There are two main issues on the agenda. Above all, to sum up the results of military and technical cooperation with foreign countries for the past year, and also to take measures that will allow us to make this work more effective and more profitable economically.
Among the positive tendencies, I would like to note the access of Russian manufacturers to new markets, and the strengthening of corporate ties. There has been a noticeable increase in the activity of enterprises which have received the right to independent export of spare parts and post-warranty servicing.
A great deal still needs to be done here to make this activity less bureaucratic. We have already talked about this with the Defence Ministry, Rosoboronexport and the respective committee: if enterprises have received this right, then we need to save them the need to run around the corridors of power receiving additional signatures and wasting time solving administrative issues.
But that which has been done has already made it possible to increase deliveries of military equipment in 2004 by $200 million, and in general to pass the $5.7 billion mark. As a result, our country has a firm position among the five leading exporters of military production.
However, it is also clear that there are significant potential resources for further development of the Russian defence and industrial complex. This involves a noticeable financial profit for the country and the possibility of increasing it. Along with strengthening the position of national manufacturers on traditional markets, our task is still to reach new weapons markets and increase competitiveness of production.
What resources are these?
Above all, today enterprises of military and technical cooperation have a significant portfolio of orders, which makes it possible to plan volumes of delivery with reasonable certainty, but only for 2005. It is necessary to formulate strategic actions for the middle-term perspective, from 2006 to 2010.
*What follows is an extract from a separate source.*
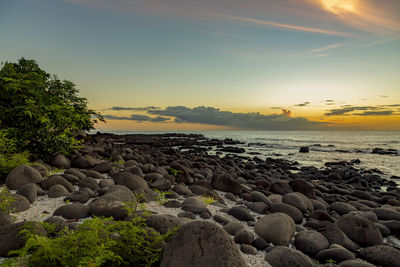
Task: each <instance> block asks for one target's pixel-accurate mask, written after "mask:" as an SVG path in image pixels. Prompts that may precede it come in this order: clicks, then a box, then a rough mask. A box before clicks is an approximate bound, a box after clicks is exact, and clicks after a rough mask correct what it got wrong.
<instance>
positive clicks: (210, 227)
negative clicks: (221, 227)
mask: <svg viewBox="0 0 400 267" xmlns="http://www.w3.org/2000/svg"><path fill="white" fill-rule="evenodd" d="M160 266H161V267H188V266H191V267H204V266H219V267H232V266H235V267H242V266H243V267H245V266H246V263H245V261H244V260H243V258H242V255H241V254H240V252H239V250H238V249H237V247H236V245H235V243H234V242H233V241H232V238H231V237H230V236H229V235H228V234H227V233H226V232H225V231H224V230H222V229H221V228H220V227H218V226H217V225H215V224H213V223H210V222H204V221H193V222H189V223H186V224H184V225H182V226H181V227H180V228H179V230H178V232H177V233H176V235H175V236H174V237H172V239H171V240H169V241H168V243H167V245H166V246H165V248H164V253H163V258H162V260H161V265H160Z"/></svg>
The projected figures should stimulate the work of defence enterprises and be taken into account in improving the defence and industrial complex, such as by creating major integrated companies, the projected capacity figures of which, including from Russian state order, will in many ways determine their internal structure, and ultimately the structure of the entire defence and industrial complex of the Russian Federation.
The second thing I would like to pay attention to is deepening cooperation with European partners, including through joint projects on developing and producing weapons. A number of projects have already been realised here, there is good experience, and it needs to be developed. We have seen for ourselves numerous times that this cooperation can drastically increase the competitiveness of Russian defence enterprises, above all by reducing expenses, and in joint use of leading, truly breakthrough technology. During our discussion, I would like to hear your proposals for improving the mechanisms of this work.
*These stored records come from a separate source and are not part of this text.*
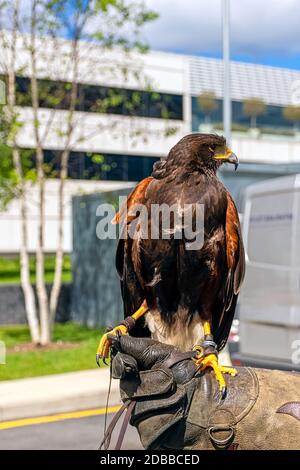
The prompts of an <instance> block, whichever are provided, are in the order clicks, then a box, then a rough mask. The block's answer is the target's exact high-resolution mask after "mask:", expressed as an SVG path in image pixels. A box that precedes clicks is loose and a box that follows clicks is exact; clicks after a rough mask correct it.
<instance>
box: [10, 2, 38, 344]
mask: <svg viewBox="0 0 300 470" xmlns="http://www.w3.org/2000/svg"><path fill="white" fill-rule="evenodd" d="M18 14H19V0H16V2H15V5H14V18H13V30H12V39H11V50H10V54H11V57H10V59H11V60H10V64H9V68H8V100H7V104H8V112H9V115H10V120H12V119H13V116H14V108H15V104H16V76H15V59H16V34H17V27H18V24H17V23H18ZM11 144H12V149H13V150H12V155H13V164H14V168H15V171H16V174H17V177H18V180H19V184H20V198H19V202H20V215H21V239H20V267H21V269H20V271H21V286H22V290H23V294H24V300H25V311H26V316H27V321H28V325H29V329H30V334H31V339H32V341H33V343H35V344H38V343H39V342H40V329H39V321H38V316H37V310H36V304H35V295H34V290H33V287H32V285H31V283H30V268H29V254H28V235H27V228H28V217H27V206H26V200H25V189H26V188H25V182H24V175H23V170H22V163H21V157H20V152H19V149H18V147H17V145H16V137H15V132H14V131H13V138H12V142H11Z"/></svg>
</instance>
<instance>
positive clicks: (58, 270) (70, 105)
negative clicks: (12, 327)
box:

Third, the diversification of deliveries and the expansion of the geography of deliveries remain important. Last year there was noticeable progress made by naval technology, but so far there have not been any fundamental changes in the nomenclature of export. The main component remains aerotechnics. This is not bad, it is even a good thing, because this equipment – is leading equipment, undoubtedly the best in the world, which makes it possible to further develop our military aircraft construction. But I repeat once more, we are all interested in the expansion of our nomenclature.
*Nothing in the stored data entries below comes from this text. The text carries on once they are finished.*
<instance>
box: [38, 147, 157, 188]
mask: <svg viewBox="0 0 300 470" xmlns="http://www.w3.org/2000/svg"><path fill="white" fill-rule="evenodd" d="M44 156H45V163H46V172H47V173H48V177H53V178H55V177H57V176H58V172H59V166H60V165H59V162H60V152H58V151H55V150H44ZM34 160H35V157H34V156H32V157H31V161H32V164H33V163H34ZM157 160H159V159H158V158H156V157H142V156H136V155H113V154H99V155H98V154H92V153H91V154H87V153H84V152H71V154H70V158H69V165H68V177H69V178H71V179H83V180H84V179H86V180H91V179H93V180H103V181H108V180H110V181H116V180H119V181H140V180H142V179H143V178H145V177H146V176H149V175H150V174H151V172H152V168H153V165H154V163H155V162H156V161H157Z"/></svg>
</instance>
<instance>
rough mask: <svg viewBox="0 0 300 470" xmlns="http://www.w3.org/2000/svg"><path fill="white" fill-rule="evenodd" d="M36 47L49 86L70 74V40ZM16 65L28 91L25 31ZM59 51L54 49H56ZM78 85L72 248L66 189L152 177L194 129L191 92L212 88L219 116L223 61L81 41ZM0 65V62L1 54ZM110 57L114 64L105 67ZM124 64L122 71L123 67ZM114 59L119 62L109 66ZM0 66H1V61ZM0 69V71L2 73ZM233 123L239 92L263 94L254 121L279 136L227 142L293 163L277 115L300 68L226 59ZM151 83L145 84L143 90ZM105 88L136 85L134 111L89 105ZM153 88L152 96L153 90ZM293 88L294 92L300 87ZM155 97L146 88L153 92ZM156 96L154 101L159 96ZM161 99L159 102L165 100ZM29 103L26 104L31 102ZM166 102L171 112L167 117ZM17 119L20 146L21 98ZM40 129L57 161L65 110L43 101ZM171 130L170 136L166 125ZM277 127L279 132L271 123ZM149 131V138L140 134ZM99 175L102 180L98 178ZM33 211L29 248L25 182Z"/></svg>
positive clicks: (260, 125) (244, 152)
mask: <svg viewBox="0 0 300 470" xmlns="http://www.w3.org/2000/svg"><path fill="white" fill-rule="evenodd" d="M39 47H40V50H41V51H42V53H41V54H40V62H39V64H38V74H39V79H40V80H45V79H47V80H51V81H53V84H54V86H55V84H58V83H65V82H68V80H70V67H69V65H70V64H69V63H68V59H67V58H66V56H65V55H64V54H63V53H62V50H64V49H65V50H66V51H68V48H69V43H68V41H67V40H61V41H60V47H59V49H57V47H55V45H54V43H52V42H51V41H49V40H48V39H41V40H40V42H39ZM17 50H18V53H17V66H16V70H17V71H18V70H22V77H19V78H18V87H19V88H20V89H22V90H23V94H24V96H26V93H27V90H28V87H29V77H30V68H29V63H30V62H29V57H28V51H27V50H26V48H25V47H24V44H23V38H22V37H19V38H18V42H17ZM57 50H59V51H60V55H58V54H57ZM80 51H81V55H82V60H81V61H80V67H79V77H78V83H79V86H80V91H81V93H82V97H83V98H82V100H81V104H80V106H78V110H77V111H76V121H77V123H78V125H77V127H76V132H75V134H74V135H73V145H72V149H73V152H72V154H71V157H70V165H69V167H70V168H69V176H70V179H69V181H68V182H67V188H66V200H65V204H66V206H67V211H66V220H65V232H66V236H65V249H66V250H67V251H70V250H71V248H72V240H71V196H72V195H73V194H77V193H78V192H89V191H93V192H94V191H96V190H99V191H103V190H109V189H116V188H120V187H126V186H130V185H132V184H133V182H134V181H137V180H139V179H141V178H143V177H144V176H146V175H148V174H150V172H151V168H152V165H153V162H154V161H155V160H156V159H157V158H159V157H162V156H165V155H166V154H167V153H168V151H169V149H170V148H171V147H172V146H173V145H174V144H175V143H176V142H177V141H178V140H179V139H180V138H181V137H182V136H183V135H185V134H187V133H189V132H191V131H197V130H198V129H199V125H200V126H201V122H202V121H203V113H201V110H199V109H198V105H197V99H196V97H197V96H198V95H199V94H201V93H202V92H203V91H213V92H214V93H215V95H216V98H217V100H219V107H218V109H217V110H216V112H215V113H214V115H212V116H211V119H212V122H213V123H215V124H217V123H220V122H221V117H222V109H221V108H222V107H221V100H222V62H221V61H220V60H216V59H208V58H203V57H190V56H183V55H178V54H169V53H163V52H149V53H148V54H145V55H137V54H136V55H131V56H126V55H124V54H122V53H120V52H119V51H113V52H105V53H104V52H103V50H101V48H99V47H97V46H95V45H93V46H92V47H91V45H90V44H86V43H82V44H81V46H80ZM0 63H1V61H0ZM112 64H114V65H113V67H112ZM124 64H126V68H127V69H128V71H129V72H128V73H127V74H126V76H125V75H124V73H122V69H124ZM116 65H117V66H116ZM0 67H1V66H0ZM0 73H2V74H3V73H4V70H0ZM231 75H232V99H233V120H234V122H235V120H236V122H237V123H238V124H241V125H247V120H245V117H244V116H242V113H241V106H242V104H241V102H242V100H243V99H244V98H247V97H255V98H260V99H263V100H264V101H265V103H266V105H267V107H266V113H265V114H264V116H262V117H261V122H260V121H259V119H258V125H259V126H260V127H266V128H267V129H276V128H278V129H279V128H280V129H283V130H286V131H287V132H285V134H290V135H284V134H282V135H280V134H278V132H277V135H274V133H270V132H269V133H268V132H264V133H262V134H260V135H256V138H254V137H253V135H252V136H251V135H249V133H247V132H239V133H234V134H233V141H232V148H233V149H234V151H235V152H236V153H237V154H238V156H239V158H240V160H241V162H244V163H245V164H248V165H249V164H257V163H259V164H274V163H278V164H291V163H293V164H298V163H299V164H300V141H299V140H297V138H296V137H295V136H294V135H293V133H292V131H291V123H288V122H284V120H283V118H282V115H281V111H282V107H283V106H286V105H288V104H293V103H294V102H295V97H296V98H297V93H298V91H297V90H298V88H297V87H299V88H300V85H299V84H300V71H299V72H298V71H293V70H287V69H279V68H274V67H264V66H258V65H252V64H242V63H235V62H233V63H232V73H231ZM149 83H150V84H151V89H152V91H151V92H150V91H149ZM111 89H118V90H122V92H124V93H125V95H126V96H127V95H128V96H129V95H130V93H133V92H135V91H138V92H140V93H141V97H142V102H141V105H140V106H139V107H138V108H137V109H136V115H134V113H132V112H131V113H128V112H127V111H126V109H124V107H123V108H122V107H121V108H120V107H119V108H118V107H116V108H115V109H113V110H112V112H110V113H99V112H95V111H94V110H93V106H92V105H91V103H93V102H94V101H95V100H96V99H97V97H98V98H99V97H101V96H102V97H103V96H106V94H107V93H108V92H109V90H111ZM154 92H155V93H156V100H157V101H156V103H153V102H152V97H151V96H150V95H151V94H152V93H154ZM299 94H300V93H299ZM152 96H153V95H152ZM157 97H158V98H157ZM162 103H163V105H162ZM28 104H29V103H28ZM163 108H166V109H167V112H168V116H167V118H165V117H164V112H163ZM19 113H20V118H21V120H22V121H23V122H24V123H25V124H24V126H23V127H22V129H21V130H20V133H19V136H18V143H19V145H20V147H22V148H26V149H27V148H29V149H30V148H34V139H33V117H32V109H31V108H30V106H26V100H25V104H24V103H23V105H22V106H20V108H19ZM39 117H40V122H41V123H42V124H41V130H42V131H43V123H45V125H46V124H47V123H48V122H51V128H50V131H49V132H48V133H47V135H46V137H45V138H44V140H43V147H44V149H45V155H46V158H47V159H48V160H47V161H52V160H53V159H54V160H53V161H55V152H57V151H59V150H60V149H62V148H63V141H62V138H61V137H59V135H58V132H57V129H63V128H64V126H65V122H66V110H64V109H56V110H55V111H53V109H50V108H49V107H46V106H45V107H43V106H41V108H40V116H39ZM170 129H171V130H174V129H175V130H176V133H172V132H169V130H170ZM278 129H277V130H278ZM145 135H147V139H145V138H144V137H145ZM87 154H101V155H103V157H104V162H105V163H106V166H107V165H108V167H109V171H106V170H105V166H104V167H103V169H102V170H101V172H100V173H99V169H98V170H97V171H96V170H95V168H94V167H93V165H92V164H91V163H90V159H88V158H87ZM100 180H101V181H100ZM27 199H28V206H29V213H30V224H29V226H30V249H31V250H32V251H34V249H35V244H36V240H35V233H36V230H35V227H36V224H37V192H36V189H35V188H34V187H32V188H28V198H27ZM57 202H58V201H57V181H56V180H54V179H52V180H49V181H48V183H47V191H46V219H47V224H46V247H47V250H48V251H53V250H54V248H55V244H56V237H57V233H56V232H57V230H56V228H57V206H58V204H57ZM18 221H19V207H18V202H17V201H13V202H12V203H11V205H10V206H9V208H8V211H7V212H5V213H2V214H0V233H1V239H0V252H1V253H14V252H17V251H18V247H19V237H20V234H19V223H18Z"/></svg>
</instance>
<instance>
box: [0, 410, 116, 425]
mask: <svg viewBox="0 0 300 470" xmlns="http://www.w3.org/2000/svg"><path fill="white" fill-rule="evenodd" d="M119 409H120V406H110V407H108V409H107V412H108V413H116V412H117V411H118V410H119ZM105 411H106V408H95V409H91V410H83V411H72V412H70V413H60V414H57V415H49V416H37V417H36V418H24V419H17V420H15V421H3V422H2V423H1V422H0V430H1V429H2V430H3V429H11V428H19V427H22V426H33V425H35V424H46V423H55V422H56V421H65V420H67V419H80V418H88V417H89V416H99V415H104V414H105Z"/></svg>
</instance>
As I have already said, serious attention here needs to be given to finding new markets. Russian manufacturers need to be more active in making their capabilities known, including at major international weapons exhibitions. One of these exhibitions has just been held, and I hope today to hear information about the results of work at this exhibition.
Another issue on the agenda is the development of military and technical cooperation with the nations of the Collective Security Treaty Organisation and other member nations of the Commonwealth of Independent States. This area remains a priority for us, and the basic task today is to assist the strengthening of the system of collective security, which makes it possible to react effectively to modern threats, and reliably ensure the peaceful lives of our citizens. We should make more active use of the potential of Russian defence industry, and deepen manufacturing and scientific and technical cooperation within the CIS, and to do this we must improve the normative base, and liquidate the bureaucratic barriers that I have mentioned earlier.
Serious attention needs to be given to training national military personnel. This year, financing has been increased on training miltary from CIS countriesthrough enhancing their professional level in Russian institutes. I believe that this training in the framework of unified programmes is a factor that will seriously strengthen the defence potential of our countries. I would ask the Defence Ministry and the Finance Ministry to make sure that the interests and requirements of our partners are taken into account more efficiently and to a greater extent. I am absolutely sure that this fully meets the national interests of Russia in the long-term and middle-term perspective.